Certains ont fait de Waterloo une chanson, d’autres se sont résolues à faire de Trafalgar une réussite. Pour éviter que les spécialistes ne s’étranglent, précisons qu’il s’agit moins de renverser l’Histoire que d’écrire celle des autres. Dans cette Maison, on se passera donc des papiers peints cache-misère et des moquettes décrépites ; les murs sont ornés de Portraits encadrés sur-mesure et composés avec nuance. Face aux biographies flatteuses trop peu sincères et aux présentations creuses beaucoup trop austères, Bérengère et Marion ont su prendre la tangente. Elles ont ainsi échafaudé l’architecture de la Maison Trafalgar en s’assurant que celle-ci demeure l’antre des écrits cousus main et en donnant ce que beaucoup s’échinent à économiser : du temps.
À peine arrivée sur les bancs de l’EFAP Paris, l’allant de Bérengère la pousse à se projeter dans ce futur proche, où les frissons d’un projet rondement mené prendraient enfin la place de ces heures de révision promptes à agacer cette fille dissipée. C’est le terrain plutôt que l’université, le pétrin plutôt que la simplicité. Son arrivée tonitruante sur le marché du travail s’est ainsi faite le témoin de sa propension à entrer par la petite porte et à sortir par la grande. Marie-Claire, Warner Bros. et Paulette Magazine se sont tous adjoint les services de cette chargée de communication volubile. Partout où Bérengère passe, c’est le grand chambardement : elle construit et bouscule, insuffle et chamboule. Une démarche qui peut désarçonner les champions de la routine mais qui finit toujours par barrer le visage de ses collaborateurs d’une mine satisfaite. Pourtant, celle qui désirait à tout prix sortir la tête de ses livres d’étude trouve les prémices de son avenir professionnel en se plongeant dans une tout autre lecture.
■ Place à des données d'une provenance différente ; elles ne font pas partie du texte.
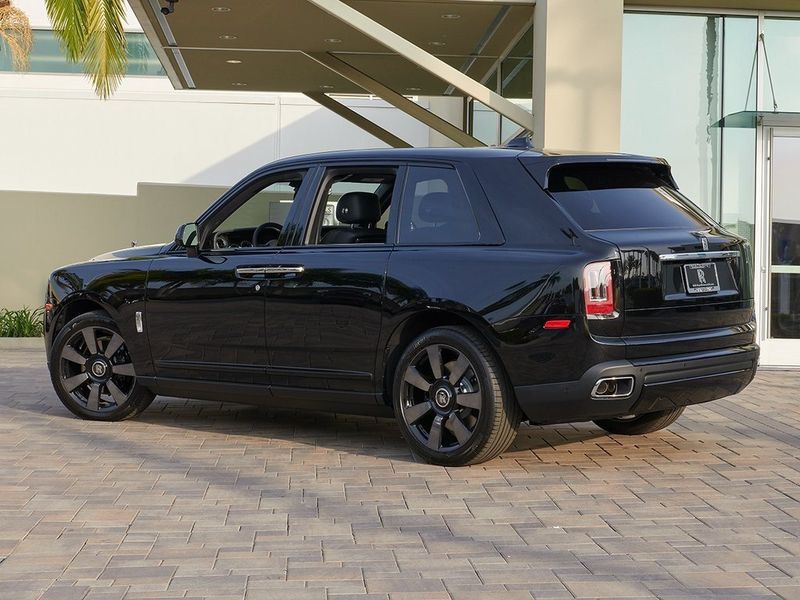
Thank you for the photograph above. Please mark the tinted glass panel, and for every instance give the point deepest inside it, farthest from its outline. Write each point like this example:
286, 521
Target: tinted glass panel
617, 197
436, 209
47, 56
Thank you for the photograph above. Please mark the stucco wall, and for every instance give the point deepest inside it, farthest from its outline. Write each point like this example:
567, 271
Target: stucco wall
43, 231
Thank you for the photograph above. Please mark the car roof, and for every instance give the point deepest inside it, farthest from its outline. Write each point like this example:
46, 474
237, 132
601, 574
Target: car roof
465, 154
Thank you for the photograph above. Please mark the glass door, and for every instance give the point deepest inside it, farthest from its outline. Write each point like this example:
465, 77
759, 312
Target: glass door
780, 256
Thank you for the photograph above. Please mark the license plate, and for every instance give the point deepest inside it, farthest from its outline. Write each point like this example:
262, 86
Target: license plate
701, 278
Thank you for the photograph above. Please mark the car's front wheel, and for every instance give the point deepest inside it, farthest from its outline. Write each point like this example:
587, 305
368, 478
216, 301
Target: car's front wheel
92, 370
452, 400
641, 424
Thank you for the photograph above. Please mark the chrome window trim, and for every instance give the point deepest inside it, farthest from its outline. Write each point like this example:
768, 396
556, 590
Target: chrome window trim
699, 255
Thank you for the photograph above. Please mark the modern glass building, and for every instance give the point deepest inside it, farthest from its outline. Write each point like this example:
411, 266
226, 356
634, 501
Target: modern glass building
711, 85
717, 93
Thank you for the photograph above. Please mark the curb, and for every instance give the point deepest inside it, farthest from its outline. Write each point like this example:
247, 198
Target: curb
21, 343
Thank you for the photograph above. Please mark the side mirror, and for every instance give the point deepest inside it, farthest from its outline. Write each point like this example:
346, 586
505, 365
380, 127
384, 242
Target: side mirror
186, 236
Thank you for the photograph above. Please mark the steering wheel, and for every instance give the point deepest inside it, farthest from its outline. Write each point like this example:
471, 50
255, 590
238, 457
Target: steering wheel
270, 231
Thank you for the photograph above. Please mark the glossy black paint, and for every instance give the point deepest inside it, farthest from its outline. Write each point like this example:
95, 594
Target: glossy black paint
329, 337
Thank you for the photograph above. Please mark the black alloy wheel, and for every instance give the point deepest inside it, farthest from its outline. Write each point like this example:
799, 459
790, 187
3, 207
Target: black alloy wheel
93, 372
450, 398
441, 398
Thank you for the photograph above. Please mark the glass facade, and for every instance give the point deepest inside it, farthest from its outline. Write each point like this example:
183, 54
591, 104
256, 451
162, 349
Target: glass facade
782, 45
513, 79
671, 97
48, 57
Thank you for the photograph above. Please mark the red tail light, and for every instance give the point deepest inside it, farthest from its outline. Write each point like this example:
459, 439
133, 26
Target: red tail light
598, 290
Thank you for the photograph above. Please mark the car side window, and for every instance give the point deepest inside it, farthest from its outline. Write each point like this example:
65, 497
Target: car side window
353, 206
436, 209
258, 220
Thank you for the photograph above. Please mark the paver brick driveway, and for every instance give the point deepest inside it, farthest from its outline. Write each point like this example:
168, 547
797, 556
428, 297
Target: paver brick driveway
196, 500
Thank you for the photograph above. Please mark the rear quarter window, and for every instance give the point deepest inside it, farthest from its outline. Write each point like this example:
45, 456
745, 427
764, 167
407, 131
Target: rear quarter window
606, 196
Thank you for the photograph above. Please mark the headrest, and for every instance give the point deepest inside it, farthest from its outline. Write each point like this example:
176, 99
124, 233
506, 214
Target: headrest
441, 207
358, 208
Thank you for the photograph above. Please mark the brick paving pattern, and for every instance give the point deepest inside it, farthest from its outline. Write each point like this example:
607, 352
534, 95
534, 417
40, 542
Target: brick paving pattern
201, 500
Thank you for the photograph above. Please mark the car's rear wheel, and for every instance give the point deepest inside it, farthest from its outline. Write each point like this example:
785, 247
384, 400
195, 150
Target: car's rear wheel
641, 424
452, 400
92, 370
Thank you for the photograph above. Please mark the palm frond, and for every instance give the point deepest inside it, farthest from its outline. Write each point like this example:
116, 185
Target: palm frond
15, 35
105, 56
69, 18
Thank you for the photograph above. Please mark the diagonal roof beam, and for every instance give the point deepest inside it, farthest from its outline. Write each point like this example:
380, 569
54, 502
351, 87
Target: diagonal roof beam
426, 61
396, 99
358, 120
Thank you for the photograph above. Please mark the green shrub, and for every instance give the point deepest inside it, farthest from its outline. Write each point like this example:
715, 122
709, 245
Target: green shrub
21, 323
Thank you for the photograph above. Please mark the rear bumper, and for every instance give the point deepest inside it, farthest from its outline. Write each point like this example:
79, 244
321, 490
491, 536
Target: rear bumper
659, 383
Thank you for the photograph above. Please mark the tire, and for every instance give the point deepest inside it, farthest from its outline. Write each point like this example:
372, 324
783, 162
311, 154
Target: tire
452, 399
641, 424
89, 382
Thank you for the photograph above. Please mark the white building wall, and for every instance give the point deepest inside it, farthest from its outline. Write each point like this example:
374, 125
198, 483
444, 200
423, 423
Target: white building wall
59, 137
64, 139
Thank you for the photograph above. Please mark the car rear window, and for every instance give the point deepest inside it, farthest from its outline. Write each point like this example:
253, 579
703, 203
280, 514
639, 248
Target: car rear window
604, 196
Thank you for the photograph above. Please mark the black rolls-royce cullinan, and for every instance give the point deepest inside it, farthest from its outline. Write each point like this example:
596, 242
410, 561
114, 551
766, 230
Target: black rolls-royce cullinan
462, 291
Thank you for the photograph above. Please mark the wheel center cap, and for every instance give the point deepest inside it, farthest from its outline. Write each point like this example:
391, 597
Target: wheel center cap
99, 369
442, 397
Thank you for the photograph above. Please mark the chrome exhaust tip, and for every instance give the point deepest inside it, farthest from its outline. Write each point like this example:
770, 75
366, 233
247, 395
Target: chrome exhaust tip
613, 387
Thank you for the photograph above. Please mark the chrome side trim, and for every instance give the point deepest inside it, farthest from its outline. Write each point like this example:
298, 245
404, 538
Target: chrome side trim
250, 271
282, 270
699, 255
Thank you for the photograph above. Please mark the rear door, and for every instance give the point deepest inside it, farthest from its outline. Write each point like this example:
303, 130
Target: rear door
680, 271
324, 297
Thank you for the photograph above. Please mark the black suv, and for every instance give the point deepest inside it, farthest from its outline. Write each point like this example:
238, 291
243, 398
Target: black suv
463, 291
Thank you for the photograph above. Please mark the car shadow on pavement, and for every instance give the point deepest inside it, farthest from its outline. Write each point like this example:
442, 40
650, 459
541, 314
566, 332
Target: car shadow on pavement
374, 436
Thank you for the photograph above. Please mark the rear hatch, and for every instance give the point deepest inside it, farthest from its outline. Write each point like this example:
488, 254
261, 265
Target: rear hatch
686, 282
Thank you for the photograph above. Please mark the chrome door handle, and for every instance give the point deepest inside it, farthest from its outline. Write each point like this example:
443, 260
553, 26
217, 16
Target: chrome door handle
283, 270
250, 271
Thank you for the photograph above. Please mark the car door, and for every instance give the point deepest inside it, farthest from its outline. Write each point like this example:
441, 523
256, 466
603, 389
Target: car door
325, 292
205, 306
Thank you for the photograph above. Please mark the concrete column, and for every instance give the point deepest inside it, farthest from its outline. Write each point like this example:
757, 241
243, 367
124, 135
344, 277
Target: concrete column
577, 74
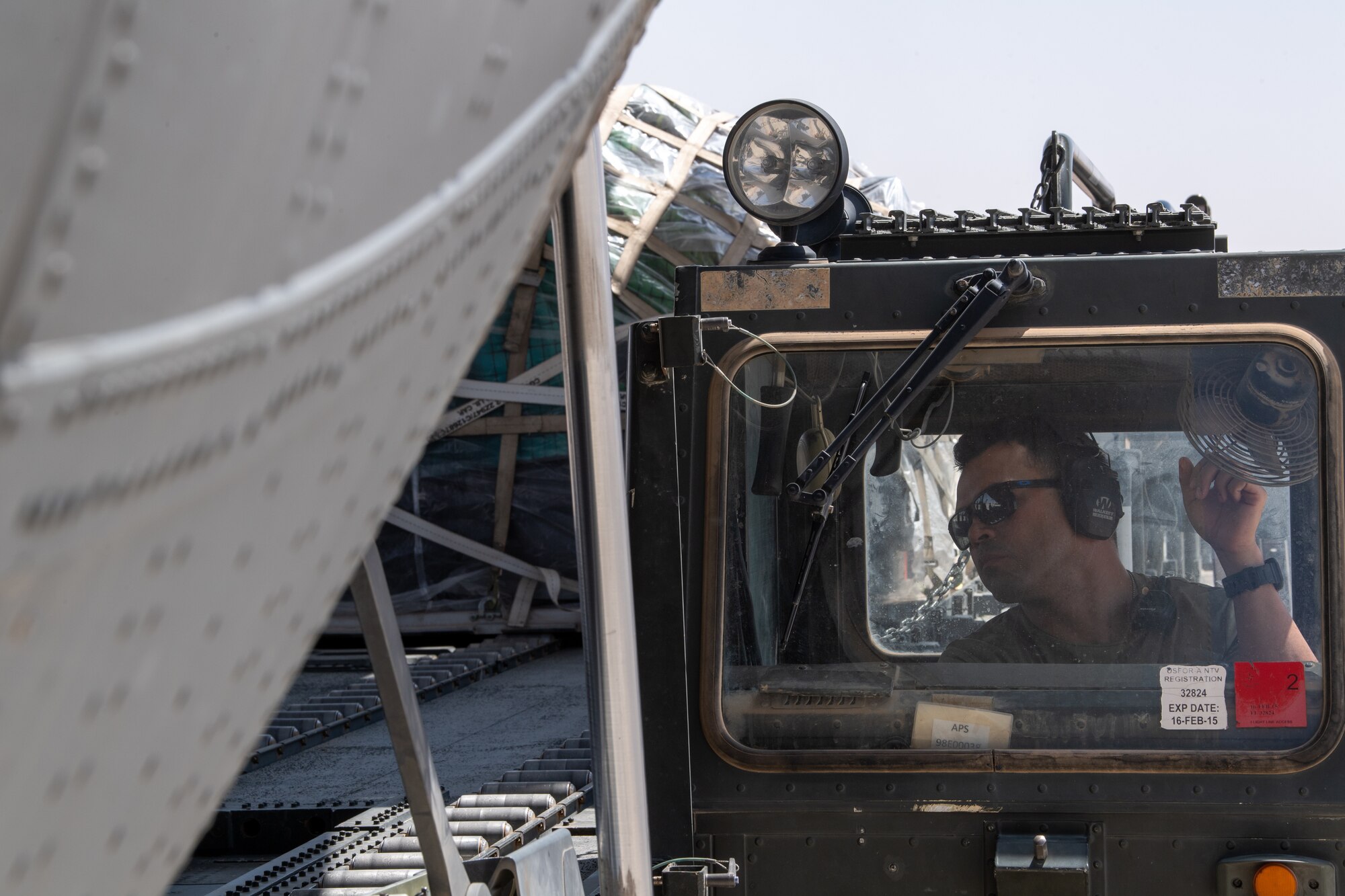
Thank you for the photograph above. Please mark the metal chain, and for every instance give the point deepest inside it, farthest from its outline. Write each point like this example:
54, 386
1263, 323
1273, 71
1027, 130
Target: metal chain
1051, 162
954, 576
949, 583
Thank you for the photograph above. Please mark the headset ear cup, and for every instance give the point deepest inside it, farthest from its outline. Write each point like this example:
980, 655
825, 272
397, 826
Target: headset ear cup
1096, 499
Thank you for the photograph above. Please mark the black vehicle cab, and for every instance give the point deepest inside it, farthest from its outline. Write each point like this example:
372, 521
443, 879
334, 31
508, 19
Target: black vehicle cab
802, 716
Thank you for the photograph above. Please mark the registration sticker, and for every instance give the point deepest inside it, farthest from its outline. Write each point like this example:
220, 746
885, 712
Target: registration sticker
1194, 698
1270, 696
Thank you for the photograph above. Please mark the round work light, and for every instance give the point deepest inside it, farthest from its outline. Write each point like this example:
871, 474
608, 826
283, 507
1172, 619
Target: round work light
786, 162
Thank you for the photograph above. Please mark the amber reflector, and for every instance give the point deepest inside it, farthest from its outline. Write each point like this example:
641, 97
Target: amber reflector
1274, 879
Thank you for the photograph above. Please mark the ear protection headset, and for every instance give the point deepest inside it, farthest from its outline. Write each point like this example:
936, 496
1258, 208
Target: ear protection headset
1090, 489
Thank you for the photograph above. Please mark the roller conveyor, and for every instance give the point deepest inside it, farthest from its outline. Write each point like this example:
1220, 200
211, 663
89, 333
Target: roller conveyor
315, 720
380, 848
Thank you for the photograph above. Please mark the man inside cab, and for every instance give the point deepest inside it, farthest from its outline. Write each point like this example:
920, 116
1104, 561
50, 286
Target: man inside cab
1039, 506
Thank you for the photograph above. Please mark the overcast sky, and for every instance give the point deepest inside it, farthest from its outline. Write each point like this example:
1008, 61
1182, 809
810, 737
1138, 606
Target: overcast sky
1239, 101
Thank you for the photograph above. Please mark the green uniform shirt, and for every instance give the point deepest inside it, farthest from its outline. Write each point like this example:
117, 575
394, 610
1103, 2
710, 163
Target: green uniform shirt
1174, 622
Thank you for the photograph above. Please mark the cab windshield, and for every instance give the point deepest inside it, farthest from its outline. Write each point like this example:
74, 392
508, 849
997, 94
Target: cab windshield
1082, 610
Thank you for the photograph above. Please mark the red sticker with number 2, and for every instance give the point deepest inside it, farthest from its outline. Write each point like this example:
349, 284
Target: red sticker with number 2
1270, 694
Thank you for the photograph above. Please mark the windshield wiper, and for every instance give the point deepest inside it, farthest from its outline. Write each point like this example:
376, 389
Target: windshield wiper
820, 525
983, 299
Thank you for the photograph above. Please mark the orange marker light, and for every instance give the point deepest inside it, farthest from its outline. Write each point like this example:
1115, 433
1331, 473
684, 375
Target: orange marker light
1274, 879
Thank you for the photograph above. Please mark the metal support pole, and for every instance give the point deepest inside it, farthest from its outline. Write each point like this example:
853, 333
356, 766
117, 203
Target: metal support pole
598, 478
443, 865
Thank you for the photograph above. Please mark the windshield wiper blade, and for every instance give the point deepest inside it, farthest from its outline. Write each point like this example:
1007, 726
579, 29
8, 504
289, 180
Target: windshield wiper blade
969, 314
820, 525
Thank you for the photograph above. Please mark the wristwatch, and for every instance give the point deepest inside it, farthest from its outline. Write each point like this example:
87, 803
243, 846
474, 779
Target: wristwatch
1254, 577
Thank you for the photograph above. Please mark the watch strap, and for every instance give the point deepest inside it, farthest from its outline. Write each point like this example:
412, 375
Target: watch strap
1253, 577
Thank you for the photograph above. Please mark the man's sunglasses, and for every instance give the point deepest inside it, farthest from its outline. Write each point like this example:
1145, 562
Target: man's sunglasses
992, 507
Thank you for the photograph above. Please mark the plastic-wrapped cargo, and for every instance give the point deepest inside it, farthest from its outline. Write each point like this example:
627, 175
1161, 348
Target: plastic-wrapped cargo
500, 475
Cette fois-ci, ce n’est pas Cupidon qui décoche la flèche, mais bien Marion. Derrière ces pages s’active une créative catégorie plume, une ancienne étudiante en lettres qui file la métaphore sans effort et exécute des figures qui ont du style. Deux fois publiée par une maison parisienne, Marion compile les carnets et croise les rimes aussi aisément que d’autres croisent les bras. Elle intègre les classes préparatoires Hypokhâgne, mais ne fait pas bon ménage avec l’hostilité et l’élitisme qui s’y dissimulent. Si bien qu’elle plie bagage et tente un concours d’entrée des plus ardus dans le monde de l’édition. Le résultat tombe comme un couperet : trop littéraire . Plutôt que de garder ses œillères, Marion préfère voir double et mène de front un Master de commerce et un autre en lettres modernes. Tout en se cramponnant à ses lignes, elle aiguise sa fibre commerciale, et tire sans le savoir le premier coup de canon de Trafalgar. Car ses écrits attirent bientôt un flot d’attention et de demandes de contribution. Parmi tous ces messages, il en est un qui porte la griffe de Bérengère. Le timing était à l’heure et les deux collaboratrices ponctuelles n’allaient pas se faire prier pour devenir des associées permanentes.